07 · The picture after this round
| Setting | Frozen DINOv3 | Our champion (ViT-B mixed-res 150k) | DINOv3 edge |
|---|---|---|---|
| In-domain · soccer action recognition | 0.282 | 0.271 | ~4% relative |
| Cross-domain instance retrieval · basketball re-ID | 0.529 | 0.618 | −17% relative (we win) |
| Cross-domain dense semantics · basketball segmentation | 0.671 | 0.439 | ~35% relative |
The first writeup told a two-way story (in-domain vs cross-domain). This round splits the cross-domain side into two sharply different stories: instance retrieval (we win clearly) and dense semantics (we lose clearly). The in-domain gap also shrank — from ~11% to ~4% — and is now within statistical noise of DINOv3.
08 · What we’d run with more time
- Multi-sport pretraining corpus. Doubled down as the highest-expected-value next experiment. Three independent follow-ups on the dense cross-domain gap (resolution, probe capacity, fine-tuning) all failed to close it, which is consistent with visual-diversity-of-pretraining being the binding constraint.
- Multi-seed confirmation of the champion. Our champion is single-seed. Basketball segmentation IoU has ±0.06 seed variance on 84 test frames, so the ViT-B 150k vs ViT-S 100k margin (+0.025 IoU) isn’t decisively outside seed noise on that one task. Soccer and re-ID are robust as single-seed.
- Path A × Path B composition. Our two strongest techniques (LoRA-on-DINOv3 from the first writeup, mixed-resolution multi-crop from this one) were always run separately. The composition is untested.
- Audio and video. Soccer broadcasts are temporal media with strong audio cues (whistles, commentary, crowd). The natural next axis once the visual story is locked.
Builds on open work by the DINOv3 team at Meta AI, the SoccerNet consortium, the DeepSportRadar team, the SynergyReID benchmark, and the authors of LeJEPA. Thanks to all of them.

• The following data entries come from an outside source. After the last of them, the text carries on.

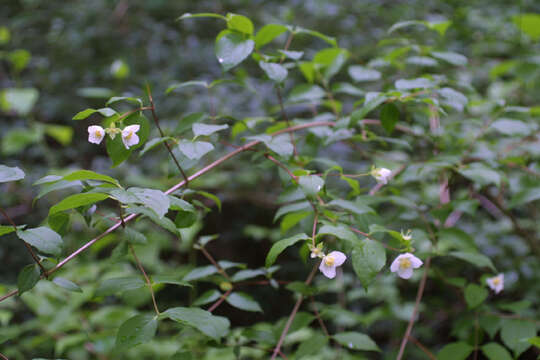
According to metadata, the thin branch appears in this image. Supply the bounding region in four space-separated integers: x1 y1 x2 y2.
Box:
0 207 47 274
270 262 320 360
146 84 189 186
0 121 335 302
396 257 431 360
129 244 159 316
208 289 232 312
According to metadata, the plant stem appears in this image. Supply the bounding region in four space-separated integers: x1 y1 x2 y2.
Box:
129 244 159 316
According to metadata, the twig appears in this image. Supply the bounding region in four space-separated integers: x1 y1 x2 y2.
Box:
146 84 189 186
396 257 431 360
0 207 47 276
0 121 335 302
208 289 232 312
270 262 319 360
129 244 159 316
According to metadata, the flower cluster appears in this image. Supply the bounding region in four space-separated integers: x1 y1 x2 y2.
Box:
88 125 141 149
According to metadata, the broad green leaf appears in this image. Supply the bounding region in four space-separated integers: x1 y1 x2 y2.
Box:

Ugg back with more brain experiments! Last time Ugg only had little brain. Now Ugg get more rocks for thinking, try bigger stuff.
Three things to test:
Bigger brain. Ugg make brain 4x bigger. First try: bigger brain LOSE to small brain! Ugg confused. Then Ugg remember — bigger brain need more practice. Like bigger fire need more wood. Ugg give bigger brain 3x more practice. Now bigger brain win at all jobs! Lesson: when big thing seem worse than small thing, check if big thing got enough food.
Surprise new test! Ugg add new game: show brain two basketball player pictures, ask “same person, yes or no?” Big smart general brain do okay. But Ugg’s soccer-only brain — BEAT general brain by lots! Why? Soccer game full of humans running around. Brain spend 300 hours staring at people. Brain become face expert! Big general brain saw many things (rocks, trees, dogs), but not so many faces. For “is this same person” job, soccer-face-expert win. First time Ugg brain beat the big famous brain at anything!

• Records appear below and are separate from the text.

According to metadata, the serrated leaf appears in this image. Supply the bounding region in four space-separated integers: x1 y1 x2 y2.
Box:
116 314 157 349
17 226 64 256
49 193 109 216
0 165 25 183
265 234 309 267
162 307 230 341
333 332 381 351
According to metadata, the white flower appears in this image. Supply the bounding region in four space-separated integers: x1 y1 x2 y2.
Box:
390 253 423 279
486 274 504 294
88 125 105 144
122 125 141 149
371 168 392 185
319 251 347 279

The basketball mask test. Ugg’s brain still bad at this one. Big general brain still win. Ugg try three fixes:
- Show brain bigger pictures → small help, not enough
- Use fancier readout part → actually HURT! Too fancy for tiny test
- Retrain whole brain on basketball pictures → still bad. Only 208 basketball pictures. Not enough.

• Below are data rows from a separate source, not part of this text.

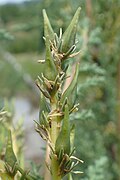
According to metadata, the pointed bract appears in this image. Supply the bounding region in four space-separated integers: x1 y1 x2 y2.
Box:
55 104 70 155
62 7 81 53
43 9 55 41
5 130 17 173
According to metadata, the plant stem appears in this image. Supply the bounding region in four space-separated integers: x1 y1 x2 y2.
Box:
44 143 51 180
51 103 62 180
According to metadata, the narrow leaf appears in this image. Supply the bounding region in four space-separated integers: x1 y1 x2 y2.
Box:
55 104 70 155
62 7 81 53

Ugg now sure: this gap not fixable with more rocks, fancier tricks, or more basketball pictures. Brain need to see MANY different sports during practice, not just soccer. Variety is the answer. Same lesson as before, but now Ugg really really sure.
Bonus trap Ugg fell in. Most picture parts have no player (only 4 in 100). Ugg used special “fix unbalanced” trick. Trick worked for learning but secretly broke the score-counting! Brain got blamed for trick’s mistake. Ugg fix trick, brain score jump way up. Sometimes brain not bad — just the measuring stick was bent.
New scorecard:
- Soccer stuff → basically tie (was lose, now even)
- Match-the-player → Ugg win big! (+17%)
- Find-the-player-mask → still lose
Story now has three parts, not two. “Same domain vs different domain” too simple. The real question: what KIND of different. Some different jobs the specialist wins. Some the generalist wins. Depend on what job want.